Phenotypic description of a zebrafish mutant delayed in embryonic skeletal mineralization. A) Alizarin red and Alcian blue staining of a sibling and 2 mutant embryos at 6 dpf. B) Whole-mount in situ hybridization of rag1 expression (arrow) in 4-dpf wild-type vs. mutant embryos, demonstrating that mutants are not delayed in development. C) Alizarin red skeletal staining of adult wild-type and mutant individuals. Insets: higher magnification of the most caudal vertebrae. D) Alizarin red and Alcian blue staining of mutant offspring derived from homozygous mutant parents. Variation of the mutant phenotype is observed at 6 dpf and can be classified into a strong phenotype, a weak phenotype, and a weakest phenotype. br, 5th branchial arch; cl, cleithrum; nt, notochord tip; op, operculum; ot, otolith; ps, parasphenoid; t, teeth; v, vertebrae.
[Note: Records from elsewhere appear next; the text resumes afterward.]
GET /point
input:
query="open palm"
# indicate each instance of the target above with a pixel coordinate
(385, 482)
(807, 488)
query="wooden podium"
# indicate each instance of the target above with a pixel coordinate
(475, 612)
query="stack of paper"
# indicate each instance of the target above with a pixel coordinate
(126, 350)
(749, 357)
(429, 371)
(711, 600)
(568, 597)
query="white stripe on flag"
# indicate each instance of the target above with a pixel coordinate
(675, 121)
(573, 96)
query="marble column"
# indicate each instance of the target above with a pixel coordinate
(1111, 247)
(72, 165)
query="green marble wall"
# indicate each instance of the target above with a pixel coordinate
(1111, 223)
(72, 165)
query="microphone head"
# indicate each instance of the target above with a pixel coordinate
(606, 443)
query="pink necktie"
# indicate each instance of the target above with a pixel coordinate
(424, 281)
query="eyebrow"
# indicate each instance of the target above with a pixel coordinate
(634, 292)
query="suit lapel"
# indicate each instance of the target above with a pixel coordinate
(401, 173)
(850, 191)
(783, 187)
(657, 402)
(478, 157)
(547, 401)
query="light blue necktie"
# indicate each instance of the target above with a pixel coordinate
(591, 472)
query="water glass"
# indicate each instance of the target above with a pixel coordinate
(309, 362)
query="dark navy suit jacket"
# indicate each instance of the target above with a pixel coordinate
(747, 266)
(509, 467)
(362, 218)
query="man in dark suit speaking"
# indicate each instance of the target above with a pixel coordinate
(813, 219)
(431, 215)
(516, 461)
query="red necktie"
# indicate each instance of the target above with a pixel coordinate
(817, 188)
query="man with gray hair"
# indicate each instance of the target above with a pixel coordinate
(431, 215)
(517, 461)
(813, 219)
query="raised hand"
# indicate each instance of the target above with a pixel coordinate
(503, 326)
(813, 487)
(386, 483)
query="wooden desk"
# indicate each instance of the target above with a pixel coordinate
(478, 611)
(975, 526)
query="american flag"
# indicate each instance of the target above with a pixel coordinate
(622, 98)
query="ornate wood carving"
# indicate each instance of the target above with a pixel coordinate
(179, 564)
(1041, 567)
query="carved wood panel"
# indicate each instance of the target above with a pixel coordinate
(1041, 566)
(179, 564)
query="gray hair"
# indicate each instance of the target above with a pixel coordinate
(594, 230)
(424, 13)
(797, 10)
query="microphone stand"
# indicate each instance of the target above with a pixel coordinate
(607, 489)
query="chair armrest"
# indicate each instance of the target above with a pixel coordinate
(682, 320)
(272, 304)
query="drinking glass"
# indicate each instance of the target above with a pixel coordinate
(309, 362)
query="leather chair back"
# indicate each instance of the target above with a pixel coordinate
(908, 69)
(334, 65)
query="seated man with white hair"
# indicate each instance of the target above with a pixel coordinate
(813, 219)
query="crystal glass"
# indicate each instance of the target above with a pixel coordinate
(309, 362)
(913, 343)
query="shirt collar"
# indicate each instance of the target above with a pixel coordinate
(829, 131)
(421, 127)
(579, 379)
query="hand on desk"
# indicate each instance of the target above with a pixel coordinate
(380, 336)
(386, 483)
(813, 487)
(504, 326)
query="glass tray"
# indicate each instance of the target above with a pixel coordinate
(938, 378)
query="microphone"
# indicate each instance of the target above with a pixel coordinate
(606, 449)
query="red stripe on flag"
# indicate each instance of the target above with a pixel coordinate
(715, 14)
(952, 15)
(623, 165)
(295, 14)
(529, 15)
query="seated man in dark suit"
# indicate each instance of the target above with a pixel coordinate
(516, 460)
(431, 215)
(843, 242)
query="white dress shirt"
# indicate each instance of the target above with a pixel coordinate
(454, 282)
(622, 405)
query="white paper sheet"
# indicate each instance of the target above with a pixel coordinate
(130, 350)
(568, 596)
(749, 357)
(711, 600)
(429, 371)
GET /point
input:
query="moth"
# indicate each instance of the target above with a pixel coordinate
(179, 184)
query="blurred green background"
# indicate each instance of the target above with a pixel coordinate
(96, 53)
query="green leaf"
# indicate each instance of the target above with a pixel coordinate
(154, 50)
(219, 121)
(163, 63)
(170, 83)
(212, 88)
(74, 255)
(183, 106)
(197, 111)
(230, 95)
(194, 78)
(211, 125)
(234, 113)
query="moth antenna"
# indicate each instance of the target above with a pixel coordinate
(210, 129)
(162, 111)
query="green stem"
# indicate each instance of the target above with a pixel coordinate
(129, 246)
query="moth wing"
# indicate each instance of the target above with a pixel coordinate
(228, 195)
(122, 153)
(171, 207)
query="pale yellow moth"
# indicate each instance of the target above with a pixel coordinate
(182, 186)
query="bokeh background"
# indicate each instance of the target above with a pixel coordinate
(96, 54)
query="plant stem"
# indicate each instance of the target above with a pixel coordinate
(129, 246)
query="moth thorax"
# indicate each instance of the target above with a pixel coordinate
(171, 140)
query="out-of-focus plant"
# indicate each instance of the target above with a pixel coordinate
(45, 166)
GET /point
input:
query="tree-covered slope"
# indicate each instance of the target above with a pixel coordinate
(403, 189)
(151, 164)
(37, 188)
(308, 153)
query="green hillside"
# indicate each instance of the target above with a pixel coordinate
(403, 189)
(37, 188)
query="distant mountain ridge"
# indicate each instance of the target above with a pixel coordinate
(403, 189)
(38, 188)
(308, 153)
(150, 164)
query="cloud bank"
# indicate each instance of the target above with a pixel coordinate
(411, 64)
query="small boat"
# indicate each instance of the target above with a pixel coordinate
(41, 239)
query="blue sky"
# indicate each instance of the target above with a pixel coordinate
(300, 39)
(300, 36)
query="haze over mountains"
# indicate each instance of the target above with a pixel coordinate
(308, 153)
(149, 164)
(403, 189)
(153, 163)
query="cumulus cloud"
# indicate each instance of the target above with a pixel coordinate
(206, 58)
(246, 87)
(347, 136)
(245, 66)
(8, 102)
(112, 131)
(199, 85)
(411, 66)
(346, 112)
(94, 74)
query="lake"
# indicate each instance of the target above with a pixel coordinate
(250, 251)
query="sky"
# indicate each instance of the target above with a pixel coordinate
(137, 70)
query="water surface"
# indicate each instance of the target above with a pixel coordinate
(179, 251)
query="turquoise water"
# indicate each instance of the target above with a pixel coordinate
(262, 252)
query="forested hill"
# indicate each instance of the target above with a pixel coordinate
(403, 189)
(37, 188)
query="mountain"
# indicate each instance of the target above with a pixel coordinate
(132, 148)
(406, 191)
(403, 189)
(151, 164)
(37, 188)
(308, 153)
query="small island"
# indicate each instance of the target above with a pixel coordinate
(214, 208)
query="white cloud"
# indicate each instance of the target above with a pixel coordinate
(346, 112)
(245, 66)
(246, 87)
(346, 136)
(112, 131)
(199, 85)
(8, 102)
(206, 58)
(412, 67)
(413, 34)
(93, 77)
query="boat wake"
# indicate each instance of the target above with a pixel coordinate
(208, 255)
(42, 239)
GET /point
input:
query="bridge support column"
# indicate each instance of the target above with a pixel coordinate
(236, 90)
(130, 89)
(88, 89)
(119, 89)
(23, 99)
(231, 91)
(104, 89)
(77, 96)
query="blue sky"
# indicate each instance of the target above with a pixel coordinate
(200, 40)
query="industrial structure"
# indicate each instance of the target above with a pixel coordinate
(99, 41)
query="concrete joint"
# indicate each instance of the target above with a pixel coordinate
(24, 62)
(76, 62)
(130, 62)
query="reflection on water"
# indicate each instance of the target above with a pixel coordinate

We excluded the possibility that a general delay in development was responsible for the observed phenotype by monitoring development in life specimens and by performing in situ hybridization for thymus-specific rag1, as thymus size correlates with the developmental stage of the zebrafish embryos (17). As shown in Fig. 1B, the size of the thymus did not differ between 4-dpf mutant and wild-type embryos. Furthermore, histological Alcian blue staining and immunohistochemistry for anti-type 2 collagen on 3-, 4-, and 5-dpf embryos (Supplemental Fig. S1) demonstrate that cartilage extracellular matrix formation was not affected or delayed in msp mutants, and no difference in the expression of chondrogenic markers, such as sox9, aggrecan, and type X collagen were observed between siblings and mutants (Supplemental Fig. S2). In addition, no difference in proliferating cells in the craniofacial cartilage elements of 3-, 4-, and 5-dpf embryos between siblings and mutants was found (Supplemental Fig. S1). Together, these data demonstrate that not chondrogenesis but specifically skeletal mineralization was delayed in the mutants.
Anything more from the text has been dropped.